화학공학소재연구정보센터
Journal of the American Chemical Society, Vol.121, No.18, 4451-4460, 1999
"Thermal" S(RN)1 reactions: How do they work? Novel evidence that the driving force controls the transition between stepwise and concerted mechanisms in dissociative electron transfers
In S(RN)1 reactions, unlike in conventional nucleophilic substitutions, the nucleophile does not react directly with the electrophile but with a radical resulting from its reductive cleavage. Many S(RN)1 substitutions require an external stimulation involving the injection of a catalytic amount of electrons. In "thermal" S(RN)1 reactions, there is no other source of initiating electrons than the nucleophile which is usually a poor electron donor. Such reactions are unlikely to be initiated by a simple outersphere electron transfer from the nucleophile followed by the cleavage of the substrate anion radical.

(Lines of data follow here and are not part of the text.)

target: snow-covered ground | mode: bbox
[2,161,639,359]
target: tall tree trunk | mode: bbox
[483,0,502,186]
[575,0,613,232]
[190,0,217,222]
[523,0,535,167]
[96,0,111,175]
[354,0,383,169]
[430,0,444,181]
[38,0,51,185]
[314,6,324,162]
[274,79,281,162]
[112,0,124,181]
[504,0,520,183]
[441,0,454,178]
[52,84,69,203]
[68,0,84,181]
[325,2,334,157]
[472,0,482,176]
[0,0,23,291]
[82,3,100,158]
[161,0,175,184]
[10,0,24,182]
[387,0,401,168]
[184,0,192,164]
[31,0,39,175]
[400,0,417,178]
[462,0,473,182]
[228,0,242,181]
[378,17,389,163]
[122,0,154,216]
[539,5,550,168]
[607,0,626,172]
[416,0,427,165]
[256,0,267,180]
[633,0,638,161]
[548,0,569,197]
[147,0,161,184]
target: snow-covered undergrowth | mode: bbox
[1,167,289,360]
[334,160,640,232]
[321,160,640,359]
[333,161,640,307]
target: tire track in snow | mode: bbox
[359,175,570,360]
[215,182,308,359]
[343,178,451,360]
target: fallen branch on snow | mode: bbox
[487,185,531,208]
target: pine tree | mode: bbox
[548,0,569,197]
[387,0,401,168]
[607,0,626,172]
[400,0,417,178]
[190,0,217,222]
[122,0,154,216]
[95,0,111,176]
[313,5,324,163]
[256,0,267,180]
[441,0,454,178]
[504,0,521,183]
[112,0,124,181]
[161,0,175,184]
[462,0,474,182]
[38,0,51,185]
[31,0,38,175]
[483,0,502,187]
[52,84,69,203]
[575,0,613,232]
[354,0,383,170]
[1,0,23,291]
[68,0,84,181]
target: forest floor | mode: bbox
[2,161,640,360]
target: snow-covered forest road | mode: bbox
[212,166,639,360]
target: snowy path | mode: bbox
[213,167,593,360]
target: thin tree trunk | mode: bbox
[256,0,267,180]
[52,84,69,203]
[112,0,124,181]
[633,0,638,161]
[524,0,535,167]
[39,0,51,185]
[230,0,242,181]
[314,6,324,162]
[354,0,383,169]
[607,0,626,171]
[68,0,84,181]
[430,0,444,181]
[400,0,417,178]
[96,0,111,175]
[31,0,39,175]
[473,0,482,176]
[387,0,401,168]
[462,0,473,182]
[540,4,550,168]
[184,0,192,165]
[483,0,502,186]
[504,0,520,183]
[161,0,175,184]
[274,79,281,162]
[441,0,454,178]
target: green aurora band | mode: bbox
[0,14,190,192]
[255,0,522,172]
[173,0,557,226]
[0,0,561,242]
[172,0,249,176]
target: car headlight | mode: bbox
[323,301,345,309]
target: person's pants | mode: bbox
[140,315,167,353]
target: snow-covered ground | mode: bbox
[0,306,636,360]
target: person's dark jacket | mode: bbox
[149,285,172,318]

Rather, initiation follows a mechanism in which electron transfer and bond cleavage are concerted. These conclusions are based on a full analysis of a model system involving 4-nitrocumyl chloride as the substrate and the 2-nitropropanate ion as the nucleophile where all the pertinent thermodynamic and kinetic parameters were determined by direct or indirect electrochemical methods. They extend to other examples of thermal S(RN)1 reactions reported earlier. These results provide new and unambiguous evidence that a decrease in driving force is able to change the mechanism of homogeneous reductive cleavage reactions from stepwise to concerted. The observation of this mechanism change was made possible by the kinetic amplification offered by the chain character of the S(RN)1 process, which allows the investigation of very slow electron transfers resulting from very low driving forces, that would have otherwise escaped characterization.